South Korea’s Ministry of Justice (MOJ) plans to simplify the process of naturalization for children of foreign permanent residents in order to solve a persistent decline in population growth.

A database from the MOJ suggests that 95 percent of the people that benefit from this revision are Chinese nationals. Many Koreans are concerned about the political motivations behind this revision as it seems to favor the Chinese Communist Party (CCP). Recently, more than 300,000 Korean citizens petitioned at The Blue House (Cheong Wa Dae), the president’s official residence, to oppose the measure.

Recent controversies between Korea and China include the origins of Korea’s kimchi, ancient clothing, and historical figures; the cancellation of Australian SBS television series “Joseon Exorcist,” which has been accused of twisting history; and projects including luxury hotels that only serve Chinese tourists and the construction of a Chinatown in Gangwon Province.

On April 28, the MOJ plans to introduce a “simple nationality acquisition policy” in the proposed revision. Children over the age of seven can apply for naturalization if they have resided in the country for five or more years, and children below the age of six can do the same but without any requirements.

It is also stressed that priority will be given to children of permanent residents, where more than two generations of their family were born in Korea, or foreigners that have intimate ties over bloodlines or history.

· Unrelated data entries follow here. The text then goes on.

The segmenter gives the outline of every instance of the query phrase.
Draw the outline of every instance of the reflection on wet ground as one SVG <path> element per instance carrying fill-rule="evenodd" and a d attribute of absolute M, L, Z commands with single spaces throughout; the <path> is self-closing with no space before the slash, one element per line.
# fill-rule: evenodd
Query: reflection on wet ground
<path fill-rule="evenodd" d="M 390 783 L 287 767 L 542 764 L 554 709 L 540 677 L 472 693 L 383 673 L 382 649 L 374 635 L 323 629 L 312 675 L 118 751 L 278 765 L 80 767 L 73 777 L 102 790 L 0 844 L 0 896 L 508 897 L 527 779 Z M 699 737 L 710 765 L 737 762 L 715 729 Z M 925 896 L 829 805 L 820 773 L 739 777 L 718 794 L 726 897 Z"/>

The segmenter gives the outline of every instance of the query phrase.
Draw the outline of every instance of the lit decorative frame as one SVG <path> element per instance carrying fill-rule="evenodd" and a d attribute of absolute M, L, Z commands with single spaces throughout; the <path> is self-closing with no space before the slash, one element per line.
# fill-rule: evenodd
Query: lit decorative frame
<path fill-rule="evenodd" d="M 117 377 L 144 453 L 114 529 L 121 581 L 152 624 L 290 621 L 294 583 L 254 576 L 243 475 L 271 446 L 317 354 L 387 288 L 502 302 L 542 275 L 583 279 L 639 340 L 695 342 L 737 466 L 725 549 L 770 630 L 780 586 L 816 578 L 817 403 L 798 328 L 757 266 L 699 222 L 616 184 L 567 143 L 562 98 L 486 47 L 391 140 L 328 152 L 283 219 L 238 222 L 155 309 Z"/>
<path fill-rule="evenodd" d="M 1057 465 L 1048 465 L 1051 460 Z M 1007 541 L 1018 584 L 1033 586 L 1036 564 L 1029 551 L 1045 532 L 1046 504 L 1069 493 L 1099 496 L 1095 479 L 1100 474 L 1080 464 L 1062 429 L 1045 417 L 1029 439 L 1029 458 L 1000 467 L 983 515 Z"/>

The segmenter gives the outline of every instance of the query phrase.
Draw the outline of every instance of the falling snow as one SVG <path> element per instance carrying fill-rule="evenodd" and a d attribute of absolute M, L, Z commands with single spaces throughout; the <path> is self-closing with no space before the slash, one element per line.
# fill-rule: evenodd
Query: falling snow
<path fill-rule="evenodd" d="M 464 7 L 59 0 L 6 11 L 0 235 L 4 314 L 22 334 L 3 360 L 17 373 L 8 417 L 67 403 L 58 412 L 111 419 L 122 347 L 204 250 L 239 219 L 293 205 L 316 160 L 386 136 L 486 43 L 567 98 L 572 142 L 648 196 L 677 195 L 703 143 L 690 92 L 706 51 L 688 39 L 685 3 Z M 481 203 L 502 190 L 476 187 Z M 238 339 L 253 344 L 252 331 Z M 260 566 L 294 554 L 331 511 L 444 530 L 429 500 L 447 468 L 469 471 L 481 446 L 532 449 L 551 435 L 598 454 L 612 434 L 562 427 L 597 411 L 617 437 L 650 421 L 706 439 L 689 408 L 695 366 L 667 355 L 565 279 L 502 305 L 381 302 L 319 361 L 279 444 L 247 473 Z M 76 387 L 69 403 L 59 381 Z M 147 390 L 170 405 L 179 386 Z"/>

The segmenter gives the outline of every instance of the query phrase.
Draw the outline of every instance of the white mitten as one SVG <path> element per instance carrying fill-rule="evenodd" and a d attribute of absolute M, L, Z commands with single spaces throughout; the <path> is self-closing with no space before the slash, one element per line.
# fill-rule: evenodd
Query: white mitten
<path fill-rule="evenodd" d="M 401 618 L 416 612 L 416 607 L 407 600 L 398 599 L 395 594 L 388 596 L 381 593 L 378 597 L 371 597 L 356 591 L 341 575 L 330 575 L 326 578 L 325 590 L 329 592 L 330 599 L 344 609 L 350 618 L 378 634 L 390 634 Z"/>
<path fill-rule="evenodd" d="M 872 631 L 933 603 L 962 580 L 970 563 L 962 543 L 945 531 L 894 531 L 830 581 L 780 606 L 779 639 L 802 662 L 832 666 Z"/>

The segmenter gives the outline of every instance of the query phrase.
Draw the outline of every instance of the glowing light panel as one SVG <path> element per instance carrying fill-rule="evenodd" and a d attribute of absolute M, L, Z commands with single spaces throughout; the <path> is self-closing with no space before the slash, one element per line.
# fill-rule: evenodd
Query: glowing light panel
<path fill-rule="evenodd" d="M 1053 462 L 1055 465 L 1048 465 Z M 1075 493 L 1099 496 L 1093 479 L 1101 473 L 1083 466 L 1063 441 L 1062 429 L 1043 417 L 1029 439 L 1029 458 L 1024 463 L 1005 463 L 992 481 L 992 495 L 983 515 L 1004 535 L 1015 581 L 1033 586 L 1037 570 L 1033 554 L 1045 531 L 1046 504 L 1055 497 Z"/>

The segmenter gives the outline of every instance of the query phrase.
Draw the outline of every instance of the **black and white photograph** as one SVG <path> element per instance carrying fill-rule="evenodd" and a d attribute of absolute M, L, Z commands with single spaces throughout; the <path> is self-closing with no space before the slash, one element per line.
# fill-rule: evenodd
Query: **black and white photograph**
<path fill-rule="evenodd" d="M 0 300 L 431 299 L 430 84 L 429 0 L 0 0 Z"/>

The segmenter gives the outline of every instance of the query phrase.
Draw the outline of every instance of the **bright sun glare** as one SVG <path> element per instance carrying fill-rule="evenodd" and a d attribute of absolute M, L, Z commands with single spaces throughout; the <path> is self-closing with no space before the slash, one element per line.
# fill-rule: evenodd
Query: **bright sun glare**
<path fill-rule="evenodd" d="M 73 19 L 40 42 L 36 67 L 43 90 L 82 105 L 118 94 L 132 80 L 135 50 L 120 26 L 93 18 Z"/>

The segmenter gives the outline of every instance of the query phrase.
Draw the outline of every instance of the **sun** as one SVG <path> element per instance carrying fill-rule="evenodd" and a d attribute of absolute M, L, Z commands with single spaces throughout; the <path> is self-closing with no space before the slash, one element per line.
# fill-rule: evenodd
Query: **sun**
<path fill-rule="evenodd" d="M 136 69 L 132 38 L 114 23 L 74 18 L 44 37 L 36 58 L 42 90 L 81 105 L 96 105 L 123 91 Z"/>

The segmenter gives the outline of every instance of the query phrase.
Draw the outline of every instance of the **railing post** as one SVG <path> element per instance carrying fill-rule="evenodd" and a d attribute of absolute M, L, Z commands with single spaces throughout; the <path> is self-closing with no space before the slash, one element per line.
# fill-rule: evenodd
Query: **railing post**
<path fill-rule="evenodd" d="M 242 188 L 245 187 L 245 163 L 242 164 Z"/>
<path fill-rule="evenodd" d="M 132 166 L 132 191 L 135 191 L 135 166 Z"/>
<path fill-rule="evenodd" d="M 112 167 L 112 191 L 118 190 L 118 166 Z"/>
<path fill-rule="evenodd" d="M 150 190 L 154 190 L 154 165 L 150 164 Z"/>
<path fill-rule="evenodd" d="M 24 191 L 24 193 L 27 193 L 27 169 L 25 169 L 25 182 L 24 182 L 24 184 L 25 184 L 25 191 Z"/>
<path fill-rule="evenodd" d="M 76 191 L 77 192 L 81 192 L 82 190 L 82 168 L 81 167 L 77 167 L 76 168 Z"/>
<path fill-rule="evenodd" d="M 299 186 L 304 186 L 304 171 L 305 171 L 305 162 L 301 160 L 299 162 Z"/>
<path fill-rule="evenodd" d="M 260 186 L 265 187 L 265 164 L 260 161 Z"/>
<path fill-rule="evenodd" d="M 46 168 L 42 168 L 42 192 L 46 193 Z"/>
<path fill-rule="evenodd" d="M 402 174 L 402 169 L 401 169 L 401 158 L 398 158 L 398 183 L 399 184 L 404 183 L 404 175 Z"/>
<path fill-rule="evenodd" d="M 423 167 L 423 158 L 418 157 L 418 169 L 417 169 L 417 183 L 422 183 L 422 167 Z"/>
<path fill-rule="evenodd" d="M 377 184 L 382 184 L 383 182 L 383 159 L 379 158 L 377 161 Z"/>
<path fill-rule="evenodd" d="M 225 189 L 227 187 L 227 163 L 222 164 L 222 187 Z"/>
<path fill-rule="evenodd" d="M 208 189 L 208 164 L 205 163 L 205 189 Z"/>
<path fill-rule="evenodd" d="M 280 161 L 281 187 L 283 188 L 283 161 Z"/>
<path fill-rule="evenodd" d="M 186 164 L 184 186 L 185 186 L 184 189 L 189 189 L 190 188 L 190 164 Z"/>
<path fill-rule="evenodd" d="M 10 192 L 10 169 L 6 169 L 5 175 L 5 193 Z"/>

Holders of Chinese nationality benefit the most from this. According to the MOJ, 3,930 children will be immediately eligible to naturalize following this revision. Nearly 95 percent of them are Chinese, followed by Taiwanese (5.11 percent) and Russian (0.1 percent). In addition, it is expected that 700 more will also be granted citizenship.

Korean Opposition

Concerns about foreign infiltration and election fraud led 317,000 Koreans to sign a national petition in opposition to the measure.

One of the petitions states that “it is absurd to solve the issue of low birth rate and aging population through revising the Nationality Law,” adding that “foreigners can purchase real estate more easily than Koreans, and can run for elections and enjoy other benefits while the government ignores its citizens’ demands.”

“Koreans ought to protect and maintain our patriotism and national pride from the penetration of foreign propaganda.”

Many Koreans supported the statement and urged the Korean government to “stop selling our country to the CCP.”

Hearing Accused of Ignoring Public Opinion

On May 26, the MOJ held an online public hearing on the proposed revision.

In response, on May 28, Ahn Cheol-soo, representative of the People Party, remarked on Facebook that the biggest flaw with the revision was that the people that would benefit are mainly those of Chinese nationality.

“This [proposed measure] is providing Chinese nationals benefits through making amendments,” he wrote. “Is the government really thinking about the future of our Republic of Korea? I hope the government will listen to the voice of the people.”

At a press conference on May 28, the MOJ denied that the bill was amended for the benefit of Chinese nationals.

The MOJ maintains that while foreigners are granted citizenship, they will also bear corresponding responsibilities, such as taxation and military service. Additionally, these proposed measures will not change the “jus sanguinis”—the basis of the Nationality Law—referring to the idea that citizenship is determined or acquired by the nationality of one or both parents.